もっと詠み解いてみなければ、はっきりとは分からないけど」
「なら、やはりここが……」
「ああ。
『記憶』から推測される、〈始まりの地〉で間違いないだろうね――」
若者は、愛おしむように古い本の表面を撫でる。
――これを読んで、受け継がれて、根付いていた……〈想い〉。
人々の、自らの中に確かに存在する『それ』への気付きが。
きっと、今の我々に繋がっているのだ――と。
* * *
――彼がその『本』を見つけたのは、まったくの偶然だった。
地下の食料貯蔵庫を拡張しようと土を掘り進めた結果発見した、数千年前のものと思われる小さな『部屋』。
もはや遺跡と呼ぶべき、そんな果て無き歳月を閲した部屋の一角に……その本はあったのだ。
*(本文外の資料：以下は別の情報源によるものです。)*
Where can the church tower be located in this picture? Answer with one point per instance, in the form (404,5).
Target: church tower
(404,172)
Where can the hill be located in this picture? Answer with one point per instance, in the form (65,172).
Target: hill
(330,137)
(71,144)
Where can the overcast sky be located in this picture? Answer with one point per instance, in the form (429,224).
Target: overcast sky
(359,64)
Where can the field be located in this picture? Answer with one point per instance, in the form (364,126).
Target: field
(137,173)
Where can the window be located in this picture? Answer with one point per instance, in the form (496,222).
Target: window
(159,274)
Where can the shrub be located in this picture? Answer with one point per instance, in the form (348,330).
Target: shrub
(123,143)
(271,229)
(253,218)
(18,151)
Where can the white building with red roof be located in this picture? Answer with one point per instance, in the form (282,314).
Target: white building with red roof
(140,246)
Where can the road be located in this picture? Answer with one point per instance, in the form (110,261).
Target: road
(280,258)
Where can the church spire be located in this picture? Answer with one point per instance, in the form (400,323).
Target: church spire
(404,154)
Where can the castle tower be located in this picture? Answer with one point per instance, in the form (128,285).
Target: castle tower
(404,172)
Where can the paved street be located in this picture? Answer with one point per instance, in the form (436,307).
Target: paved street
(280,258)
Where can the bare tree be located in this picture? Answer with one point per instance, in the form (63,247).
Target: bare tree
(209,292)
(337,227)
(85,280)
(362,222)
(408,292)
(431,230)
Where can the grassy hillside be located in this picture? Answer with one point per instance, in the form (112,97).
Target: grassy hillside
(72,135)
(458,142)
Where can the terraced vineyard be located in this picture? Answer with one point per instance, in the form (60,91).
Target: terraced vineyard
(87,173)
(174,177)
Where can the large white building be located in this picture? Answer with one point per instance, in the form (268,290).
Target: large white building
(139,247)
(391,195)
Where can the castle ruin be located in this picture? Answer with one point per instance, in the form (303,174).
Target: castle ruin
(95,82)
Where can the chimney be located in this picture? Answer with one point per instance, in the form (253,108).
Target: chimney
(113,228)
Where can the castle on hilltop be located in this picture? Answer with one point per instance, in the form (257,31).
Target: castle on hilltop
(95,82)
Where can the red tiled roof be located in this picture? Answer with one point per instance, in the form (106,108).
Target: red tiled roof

みだりに過去の遺物に触れるべきではない――それが、今を生きる人々の常識だった。
しかし彼は、その本に手を伸ばした。
生来の探究心を以て、時間を掛け、失われた言語で記された本を読み解いた。
そして、彼は気付いた――気付いてしまった。
そう、教え諭され、学んだというよりも……それはまさに気付きだった。
気付いたのだ、天啓の如くに。
――自らの内に、連綿と受け継がれてきたものが、確かにあることを。
それは――
どれほどの歳月がかかろうと、正しく発露させなければならないものだった。
このまま眠らせていてはならないものだった。
ならばこそ。
そのために、すぐにでも行動していかなければならないのだ――と。
奇しくも、己と同じ名を持った本の著者に……その背中を押されるように。
今の世界では、『変わり者』と同義である『学者』を自称する若者――ランディは、自らの決意を固めたのだった。
そうして、世界は、人間は。
再び、新たな始まりの一歩を、踏み出していく――。